The Chicago Police Department say they engaged in an intense investigation, ultimately concluding that Smollett staged and orchestrated the attack himself.
Smollett was indicted on 16 criminal counts of filing a false police report, but those charges were suddenly dismissed by the State's Attorney's Office, a controversial move that does not legally mean Smollett is not guilty. Still, Smollett has maintained his innocence "since day one," the actor said during a press conference at the time.
The City of Chicago sued Smollett in response, arguing that he should pay for the investigation under the city's False Statements Ordinance. That equates to $130,000 in police overtime costs and $260,000 in damages. Smollett's representation has said the cty is attempting to relitigate the already dismissed case, now in civil court.

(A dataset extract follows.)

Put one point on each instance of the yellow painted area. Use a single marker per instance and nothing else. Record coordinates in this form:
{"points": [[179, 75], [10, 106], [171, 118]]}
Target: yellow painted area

U.S. District Judge Virginia M. Kendall of the Northern District of Illinois denied Smollett's efforts to have the case dismissed. His team argued there's no way Smollett could have foreseen the police response to his initial report.
The judge faulted Smollett's attorneys for their "attempts to muddy the waters with irrelevant arguments."
"The natural, ordinary and reasonable consequence of a police report like this one -- a racist, homophobic physical assault in which masked attackers invoked the President of the United States' official campaign slogan -- is an intensive, sprawling investigation like the one that took place," Kendall wrote in her decision, according to Variety.
"Smollett contends that police overtime pay is not 'foreseeable in the normal course of events,' but this is hardly the normal course of events -- most crime victims, for instance, do not have the opportunity to discuss the crime on Good Morning America," she continued. "The allegations were taken seriously by the Chicago Police Department in significant part due to the high profile of the claimant and the extreme nature of the accusations."
But the case isn't over yet. The city still must prove its allegation that Smollett knowing lied in the filing of his police report. And again, Smollett, who was written out of the last season of Empire which is airing right now, still says he's innocent.
That means, unfortunately, that this coming season of giving will include more Smollett-related drama.